Feng Qi bertindak tanpa mempedulikan konsekuensi; dia takut orang itu benar-benar berani membawa Ketua Geng Qiu keesokan harinya untuk memeriksa pekerjaannya. Mengganti nama Geng Telapak Besi menjadi Geng Penjaga Perdamaian memang agak memalukan, tetapi masih lebih baik daripada Ketua Geng terluka hingga tewas di tangannya.
Transportasi kanal adalah bisnis yang menguntungkan, diawasi oleh banyak mata. Tanpa Qiu Yuanlang yang menjaga benteng, kehancuran Geng Telapak Besi tidak akan lama lagi.
Dalam skenario terburuk, setelah berurusan dengan Feng Qi, Han Zuo akan meminta hukuman dan membantu Geng Telapak Besi membersihkan nama baiknya.
—————–
Di kamar sakit Qiu Yuanlang, Duge menghabiskan sepanjang malam berbicara tentang cita-cita dengan Liu Cheng, sekaligus saling menggali informasi satu sama lain.
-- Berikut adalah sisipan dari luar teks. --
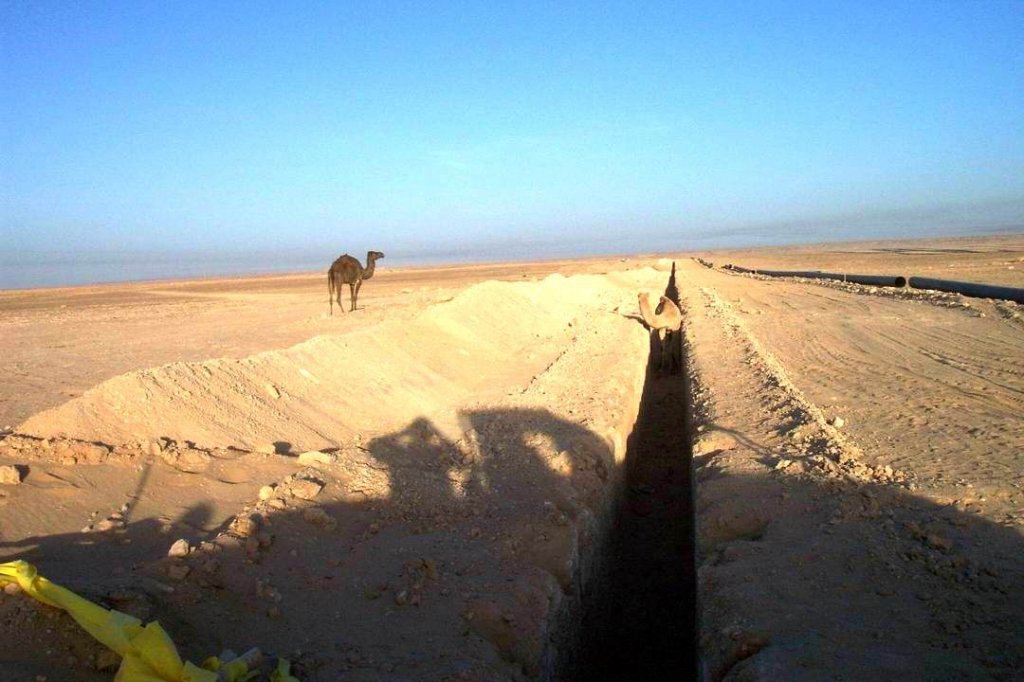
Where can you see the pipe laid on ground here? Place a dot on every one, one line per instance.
(970, 289)
(872, 280)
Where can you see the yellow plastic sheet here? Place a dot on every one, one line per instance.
(147, 652)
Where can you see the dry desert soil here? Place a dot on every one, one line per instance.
(483, 473)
Niat awal Liu Cheng adalah untuk menjaga Duge, berharap menemukan kesempatan untuk merebut Pemimpin Geng dari tangannya. Namun, yang mengejutkannya, pada akhirnya, bahkan Wang San yang sakit pun berhasil tidur sebentar sementara Feng Qi tetap bersemangat seperti biasa, tanpa sedikit pun rasa lelah.
Sebaliknya, dialah yang menguap terus-menerus, hampir tak mampu bertahan. Jika bukan karena Feng Qi tidak berniat membunuhnya, dia pasti akan menjadi orang pertama yang jatuh.
Fajar mulai menyingsing.
Liu Cheng, dengan lingkaran hitam di bawah matanya, menguap dan berkata, “Tuan Tujuh, energi Anda begitu kuat, Anda pasti termasuk yang terbaik di antara Iblis Surgawi!”
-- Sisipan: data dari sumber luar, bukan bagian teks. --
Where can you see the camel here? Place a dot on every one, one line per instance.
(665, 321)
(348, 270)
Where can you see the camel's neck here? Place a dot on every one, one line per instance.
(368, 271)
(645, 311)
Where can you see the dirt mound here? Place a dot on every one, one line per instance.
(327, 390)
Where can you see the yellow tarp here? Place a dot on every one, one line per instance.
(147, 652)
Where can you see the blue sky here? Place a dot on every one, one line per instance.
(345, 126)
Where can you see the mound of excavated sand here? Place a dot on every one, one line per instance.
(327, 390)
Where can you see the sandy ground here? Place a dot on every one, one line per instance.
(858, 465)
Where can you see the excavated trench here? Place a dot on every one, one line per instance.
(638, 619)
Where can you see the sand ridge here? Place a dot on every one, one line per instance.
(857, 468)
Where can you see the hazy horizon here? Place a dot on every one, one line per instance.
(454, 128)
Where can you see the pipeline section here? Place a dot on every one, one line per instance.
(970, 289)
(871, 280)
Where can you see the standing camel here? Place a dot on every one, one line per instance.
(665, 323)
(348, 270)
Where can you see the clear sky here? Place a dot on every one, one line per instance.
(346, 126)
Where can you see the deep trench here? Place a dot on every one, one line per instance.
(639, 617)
Duge menjawab dengan rendah hati, “Saya tidak akan mengatakan termasuk yang terbaik, hanya beruntung memiliki energi yang lebih besar.”
Sebenarnya, Duge telah merencanakan untuk mengikat Liu Cheng dan kemudian bergantian beristirahat dengan Wang San. Dia telah menguji teknik istirahat delapan menit pasukan khusus di Bumi, istirahat sejenak setiap delapan menit, untuk memulihkan sebagian besar energinya.
Dengan indra yang tajam dan peringatan dini dari Wang San, menyelinap keluar selama delapan menit kemungkinan besar bukanlah masalah.
Namun, dia melewati sepanjang malam tanpa merasakan sedikit pun kantuk. Hal itu mungkin berkaitan dengan peningkatan atributnya yang pesat dan kekuatan spiritual yang telah ditingkatkan sebelumnya—sebuah anugerah yang tak terduga.
Dan itu masuk akal.
Dalam permainan tersebut, karakter virtual hanya memiliki pengaturan stamina fisik; mereka tidak pernah perlu tidur. Kapan dan berapa lama mereka beristirahat sepenuhnya bergantung pada apakah pemain di luar permainan tersebut lelah atau tidak.
Wang San masih perlu tidur; pengaturan medan simulasi sangat manusiawi. Tetapi setelah beristirahat selama lebih dari setengah jam, dia kembali segar, yang berarti nilai atributnya mungkin juga tidak rendah.
Saat ini.
Terdengar suara-suara dari luar.
Bersamaan dengan suara-suara yang memperingatkan, “Anak sulung, jangan gegabah.”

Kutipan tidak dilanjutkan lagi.